Habib-i Neccar: Habib-i Neccar Camii, Antakya’nın 638 yılında Müslüman Arapların eline geçtiği dönemde inşa edilmiştir.

Bugünkü Türkiye sınırları içerisinde inşa edilen ilk camii olduğu kabul edilmektedir. Hz.

İsa’nın havarilerine ilk inanan ve bu uğurda canını veren bir Antakyalının adını taşımaktadır.

Atchana Höyüğü: M.Ö. 15. ve 19. yüzyıllara ait Yarim-Lim ve Nigme-Pa Sarayları ile bir tapınağın temel kalıntıları bulunmaktadır. Atchana Höyüğü’nün antik Alalah şehrinin kalıntısı olduğu düşünülmektedir.

Bakras Kalesi: Bakras Kalesi’nin Helenistik Dönem’de var olduğu, temellerindeki inşaat tekniğinden anlaşılmaktadır. Kalıntıların ise Bizans Devri inşaat tarzını gösterdiği düşünülmektedir.
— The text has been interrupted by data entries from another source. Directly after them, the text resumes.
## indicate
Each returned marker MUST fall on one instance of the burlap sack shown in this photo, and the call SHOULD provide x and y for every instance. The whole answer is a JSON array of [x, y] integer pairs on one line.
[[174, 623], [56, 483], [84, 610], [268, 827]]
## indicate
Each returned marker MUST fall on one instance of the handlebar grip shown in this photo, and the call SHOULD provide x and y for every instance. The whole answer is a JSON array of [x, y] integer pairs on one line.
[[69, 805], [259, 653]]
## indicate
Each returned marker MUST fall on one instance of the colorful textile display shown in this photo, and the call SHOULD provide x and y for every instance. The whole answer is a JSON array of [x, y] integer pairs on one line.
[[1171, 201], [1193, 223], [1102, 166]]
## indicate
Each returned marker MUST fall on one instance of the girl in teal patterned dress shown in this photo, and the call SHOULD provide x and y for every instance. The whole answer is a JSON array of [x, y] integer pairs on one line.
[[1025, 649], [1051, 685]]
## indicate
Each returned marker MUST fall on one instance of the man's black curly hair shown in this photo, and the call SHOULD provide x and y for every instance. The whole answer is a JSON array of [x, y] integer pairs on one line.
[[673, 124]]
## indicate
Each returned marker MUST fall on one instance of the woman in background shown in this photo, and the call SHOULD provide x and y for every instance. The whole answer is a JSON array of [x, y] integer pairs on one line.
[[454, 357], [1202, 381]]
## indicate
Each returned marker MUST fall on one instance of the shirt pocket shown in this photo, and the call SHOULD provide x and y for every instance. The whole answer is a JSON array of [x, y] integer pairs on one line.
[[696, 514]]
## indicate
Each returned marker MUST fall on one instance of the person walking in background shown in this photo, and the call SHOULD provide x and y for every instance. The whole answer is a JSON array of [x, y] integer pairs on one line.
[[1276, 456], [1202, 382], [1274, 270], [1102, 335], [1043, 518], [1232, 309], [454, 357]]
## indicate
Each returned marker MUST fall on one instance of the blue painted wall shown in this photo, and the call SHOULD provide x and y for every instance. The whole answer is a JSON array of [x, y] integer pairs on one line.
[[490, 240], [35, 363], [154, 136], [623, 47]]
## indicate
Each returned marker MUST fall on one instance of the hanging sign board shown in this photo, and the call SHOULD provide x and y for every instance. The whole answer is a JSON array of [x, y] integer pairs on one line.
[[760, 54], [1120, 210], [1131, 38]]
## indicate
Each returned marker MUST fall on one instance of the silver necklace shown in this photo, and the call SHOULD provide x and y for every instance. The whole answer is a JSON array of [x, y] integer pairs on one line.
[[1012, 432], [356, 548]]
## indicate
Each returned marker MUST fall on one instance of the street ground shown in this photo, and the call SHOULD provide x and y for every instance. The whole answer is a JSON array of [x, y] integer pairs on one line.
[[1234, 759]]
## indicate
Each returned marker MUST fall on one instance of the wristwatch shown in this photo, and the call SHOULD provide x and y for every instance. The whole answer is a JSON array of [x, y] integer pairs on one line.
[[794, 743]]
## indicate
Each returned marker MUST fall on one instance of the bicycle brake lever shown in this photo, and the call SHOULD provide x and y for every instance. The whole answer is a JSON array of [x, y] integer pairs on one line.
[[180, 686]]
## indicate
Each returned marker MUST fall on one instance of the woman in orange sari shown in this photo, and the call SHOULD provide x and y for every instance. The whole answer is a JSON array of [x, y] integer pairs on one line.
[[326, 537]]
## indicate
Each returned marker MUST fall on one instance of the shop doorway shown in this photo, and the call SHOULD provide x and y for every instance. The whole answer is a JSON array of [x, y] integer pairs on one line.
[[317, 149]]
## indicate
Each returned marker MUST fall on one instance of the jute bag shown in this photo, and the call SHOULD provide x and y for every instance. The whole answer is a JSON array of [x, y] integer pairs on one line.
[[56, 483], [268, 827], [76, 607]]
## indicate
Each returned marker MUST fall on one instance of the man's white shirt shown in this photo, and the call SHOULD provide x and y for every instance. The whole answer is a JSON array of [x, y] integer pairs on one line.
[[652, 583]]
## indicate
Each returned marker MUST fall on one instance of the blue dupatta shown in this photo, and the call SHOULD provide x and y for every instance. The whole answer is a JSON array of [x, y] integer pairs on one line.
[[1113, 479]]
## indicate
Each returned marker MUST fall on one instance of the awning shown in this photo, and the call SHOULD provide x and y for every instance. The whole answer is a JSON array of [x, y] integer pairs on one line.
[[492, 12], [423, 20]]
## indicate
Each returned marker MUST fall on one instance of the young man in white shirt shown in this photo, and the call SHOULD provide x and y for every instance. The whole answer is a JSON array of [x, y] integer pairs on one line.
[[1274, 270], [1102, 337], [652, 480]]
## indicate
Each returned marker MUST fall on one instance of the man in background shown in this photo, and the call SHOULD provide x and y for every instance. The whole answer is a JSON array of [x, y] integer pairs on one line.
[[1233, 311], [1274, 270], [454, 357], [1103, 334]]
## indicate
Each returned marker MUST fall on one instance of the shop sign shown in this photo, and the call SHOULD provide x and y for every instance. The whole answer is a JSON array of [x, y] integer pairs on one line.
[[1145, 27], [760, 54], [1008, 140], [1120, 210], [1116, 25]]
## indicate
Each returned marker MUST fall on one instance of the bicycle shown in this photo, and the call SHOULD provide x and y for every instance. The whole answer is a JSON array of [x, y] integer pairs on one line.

Bakras Kalesi’nin Haçlılar Dönemi’nde Antakya Prensliği’nin kuzeydeki en önemli savunma noktası olduğu da bilinmektedir.

Beyazıd-ı Bistami Hz. Türbesi: Kırıkhan-Hassa yolunun kuzey tarafında küçük bir tepe üzerinde Darb-ı Sak Kalesi içinde yer almaktadır.

Cin Kulesi: Geçmişte hendekle çevrili olduğu düşünülen Dörtyol ilçesindeki kulenin Haçlılar ya da Cenevizliler tarafından yapıldığı düşünülmektedir. Saldırılara karşı bir gözetleme kulesi olarak kullanılan yapı deniz ile Sokullu Mehmet Paşa Külliyesi arasındaki en yüksek tepeye inşa edilmiştir.

Dor Mabedi: Tümüyle beyaz mermerden yapılan mabedin kalıntıları Samandağ-Kapısuyu köyüne giden yolda bulunmaktadır. Tapınaktan geriye sütun parçaları, başlıklar, mermer altlıklar, büyük temel taşları kalmıştır.

35

Hıdırbey Köyü - Musa Ağacı: 800-1000 yaşlarında olduğu tahmin edilen ve halk arasında 2000-3000 yaşlarında olduğuna inanılan Musa Ağacı’nın gövdesinin çevresi 35 metredir. Bu ağacın Hz. Musa’nın asasının ab-ı hayat (ölümsüzlük suyu) sayesinde filizlenip kök salması sonucunda meydana geldiğine dair efsaneler de anlatılmaktadır.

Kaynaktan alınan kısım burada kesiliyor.